Dann erfährt sie, wer dort unten gefunden worden ist. Der Schlaganfall. Ein Hut und ein Koffer.
In welche Verwunderung ich sie wohl versetzt hätte?
Sie hätte sich für den Rest ihres Lebens darüber den Kopf zerbrochen. Der Inhalt des Koffers. Zwei Hemden und einige Unterhosen. Es wäre ihr schwergefallen zu erraten, dass ich gekommen war, um mit ihr zu leben, vielleicht unmöglich. Ich meine, was kann man einigen Hemden und etlichen sehr viel benutzten Unterhosen schon ablesen? Sie waren zwar sauber gewaschen, aber dennoch?

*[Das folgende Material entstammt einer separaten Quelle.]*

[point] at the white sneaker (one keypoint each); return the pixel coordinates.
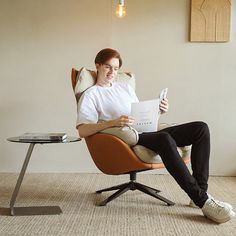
(216, 212)
(223, 204)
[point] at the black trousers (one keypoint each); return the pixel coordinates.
(165, 143)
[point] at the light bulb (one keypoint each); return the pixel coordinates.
(120, 9)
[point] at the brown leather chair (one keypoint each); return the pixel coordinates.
(114, 157)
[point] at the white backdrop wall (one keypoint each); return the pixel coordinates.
(42, 40)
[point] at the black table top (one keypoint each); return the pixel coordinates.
(69, 139)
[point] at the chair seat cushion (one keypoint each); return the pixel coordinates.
(149, 156)
(130, 136)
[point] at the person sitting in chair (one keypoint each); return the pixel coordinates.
(108, 104)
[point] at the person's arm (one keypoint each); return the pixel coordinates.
(90, 129)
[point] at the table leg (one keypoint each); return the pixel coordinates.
(44, 210)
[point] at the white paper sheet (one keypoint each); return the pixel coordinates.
(146, 115)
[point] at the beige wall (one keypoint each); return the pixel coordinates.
(40, 41)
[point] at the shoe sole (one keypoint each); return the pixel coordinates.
(220, 221)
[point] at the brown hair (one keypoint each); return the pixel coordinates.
(106, 54)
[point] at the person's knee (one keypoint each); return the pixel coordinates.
(164, 138)
(203, 128)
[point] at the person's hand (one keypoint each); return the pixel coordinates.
(124, 121)
(164, 105)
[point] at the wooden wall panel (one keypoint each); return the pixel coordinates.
(210, 20)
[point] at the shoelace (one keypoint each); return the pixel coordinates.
(218, 207)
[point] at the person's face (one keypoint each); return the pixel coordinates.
(107, 72)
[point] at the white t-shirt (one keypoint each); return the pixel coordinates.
(99, 103)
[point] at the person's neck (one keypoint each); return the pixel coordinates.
(103, 84)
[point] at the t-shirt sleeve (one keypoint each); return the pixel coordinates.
(86, 110)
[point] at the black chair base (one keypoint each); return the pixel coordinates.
(132, 185)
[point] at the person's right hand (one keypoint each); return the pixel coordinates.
(124, 121)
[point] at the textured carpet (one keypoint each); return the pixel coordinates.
(133, 213)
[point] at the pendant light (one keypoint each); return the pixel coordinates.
(120, 9)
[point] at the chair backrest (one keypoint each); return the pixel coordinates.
(83, 79)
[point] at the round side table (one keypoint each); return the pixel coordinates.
(40, 210)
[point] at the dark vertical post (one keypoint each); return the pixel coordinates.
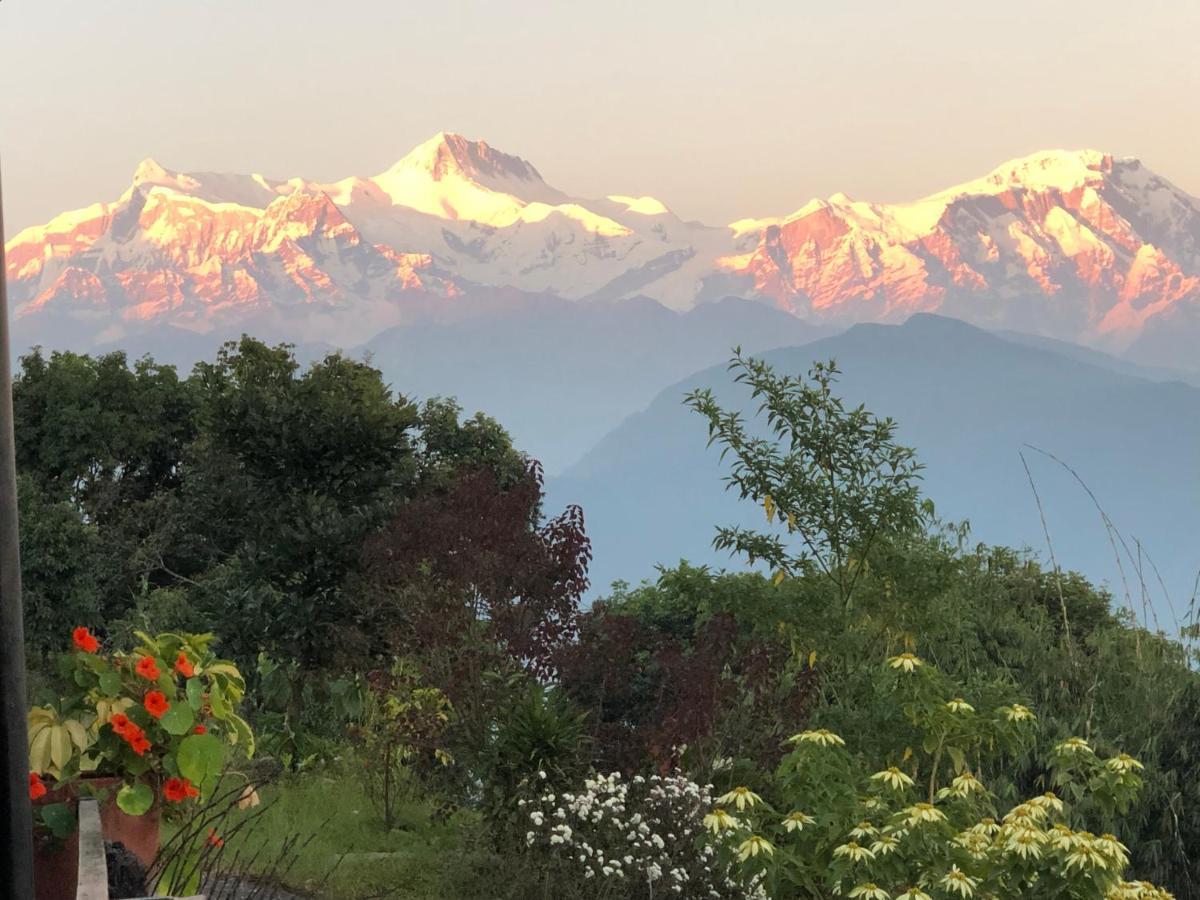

Und ich denke an Horst van der Klerk, der sein Reihenhaus unten auf dem europäischen Kontinent abschließt und den Schlüssel den Nachbarn bringt, die ihn dem neuen Besitzer aushändigen sollen. Der sich dann ins Auto setzt, das seine Familie und das äußerst spärliche Umzugsgepäck enthält, und Gas gibt in Richtung Zukunft … die also nicht existiert. Und Tom …
Unten auf der Hauptstraße biegt ein Wagen ab und fährt den Hang zu dem alten Schulhaus hoch, in dem ich mich befinde.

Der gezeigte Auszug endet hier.